Court Opinion

ID: 9789241
Source: CourtListenerOpinion
Date Created: 2023-08-31 01:31:22.123169+00
Date Added: 2024-06-11T07:37:20.782730
License: Public Domain

ROSENBLUM, J.,
dissenting.
The majority concludes that there is no evidence to support the jury’s finding that defendant personally inflicted injury on the victim or engaged in conduct so extensively intertwined with the infliction of the injuries that his conduct effectively produced the injuries. I respectfully disagree. Viewed in the light most favorable to the state, with all reasonable inferences drawn in the state’s favor, the evidence shows that the victim was beaten by multiple assailants outside David Thayer’s home. The victim testified that he was initially struck by a person wielding a rock and that other people were “further off behind” the assailant. The victim did not testify about how many people ultimately assaulted him. That is perhaps unsurprising, given that, when he was struck with the rock, he fell to the ground, lost his glasses, and tried to cover his head; he may not have known how many assailants there were. However, after he fell, he was struck several times in the face and back and suffered fractures to his forearm and around his eye as well as bruising. The number and location of the victim’s injuries support the inference that other people joined in assaulting him after the first blow was struck with the rock.
The evidence also shows that, immediately after the victim was beaten, defendant, Kelcy Alford, and Calvin Sheahan forced their way into the house and beat Thayer and his brother. Thayer testified that, when the three men *382burst into the house, Alford ordered him to get on his bed and told him what had happened outside. Specifically, Thayer testified, “First they told me to — I need to get on my bed and that they just messed my friend up outside.”
As the majority acknowledges, it is reasonable to infer that what Alford said was, “We just messed your friend up outside.” The majority dismisses the significance of that inference, however, as leading only to speculation that defendant had participated in the assault on the victim outside. According to the majority, the word “we” was “insufficient to create a jury question as to whom [Alford] was referring other than himself.” 234 Or App at 380. In other words, in the majority’s view, because Alford could have been referring to only himself and Sheahan, it is speculative to infer that he meant all three men.
To be sure, it would have been permissible for the jury to infer that Alford meant that only he and Sheahan had beaten the victim. But that is not the only, or even the most likely, inference that can be drawn. When three men burst into a house and one of them tells the occupants, “We just messed your friend up outside,” the most natural understanding of that statement is that all three men “messed up” the friend outside — particularly when all three men then proceed to beat two other people in the house.

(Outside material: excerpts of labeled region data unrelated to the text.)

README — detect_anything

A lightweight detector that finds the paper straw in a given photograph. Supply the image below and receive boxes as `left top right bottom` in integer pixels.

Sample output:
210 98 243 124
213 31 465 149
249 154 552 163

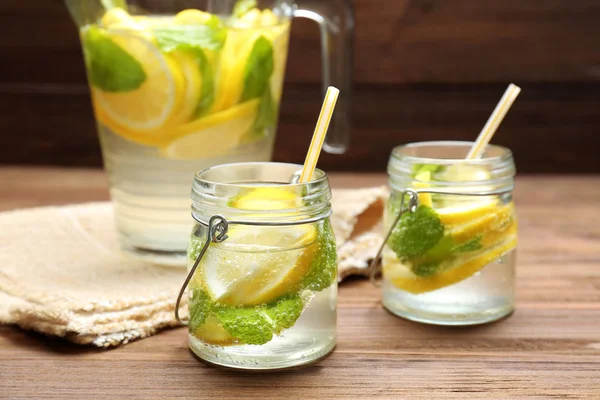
299 86 340 182
467 83 521 160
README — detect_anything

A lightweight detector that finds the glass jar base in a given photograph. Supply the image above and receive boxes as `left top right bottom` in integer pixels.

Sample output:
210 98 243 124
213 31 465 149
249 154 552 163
383 297 514 326
189 335 335 370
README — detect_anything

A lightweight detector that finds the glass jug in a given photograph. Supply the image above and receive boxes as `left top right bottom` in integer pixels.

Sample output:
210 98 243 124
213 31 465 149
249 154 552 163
65 0 353 266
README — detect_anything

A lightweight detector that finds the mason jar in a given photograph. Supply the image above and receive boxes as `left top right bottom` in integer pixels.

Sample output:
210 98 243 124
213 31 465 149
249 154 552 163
382 141 517 325
187 162 337 369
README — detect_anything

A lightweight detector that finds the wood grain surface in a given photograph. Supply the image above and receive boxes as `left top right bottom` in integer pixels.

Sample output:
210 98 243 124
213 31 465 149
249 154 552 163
0 168 600 399
0 0 600 173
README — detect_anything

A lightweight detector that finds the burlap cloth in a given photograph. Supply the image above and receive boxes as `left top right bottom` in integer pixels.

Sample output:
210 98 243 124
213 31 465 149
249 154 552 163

A jury does not engage in speculation when it chooses between two reasonable, competing inferences: If the evidence supports multiple reasonable inferences, “which inference to draw is for the jury to decide.” State v. Bivins, 191 Or App 460, 467, 83 P3d 379 (2004). “ Tf there is an experience of logical probability that an ultimate fact will follow a stated narrative or historical fact, then the jury is given the opportunity to draw a conclusion because there is a reasonable probability that the conclusion flows from the proven facts.’ ” Id. (quoting Tose v. First Pennsylvania Bank, N.A., 648 F2d 879, 895 (3rd Cir), cert den, 454 US 893 (1981)). There is a logical probability that, when Alford said, “We just messed your friend up outside,” he meant that he and the two men with him had assaulted the victim. It follows that there is sufficient evidence to support defendant’s conviction. Accordingly, I respectfully dissent.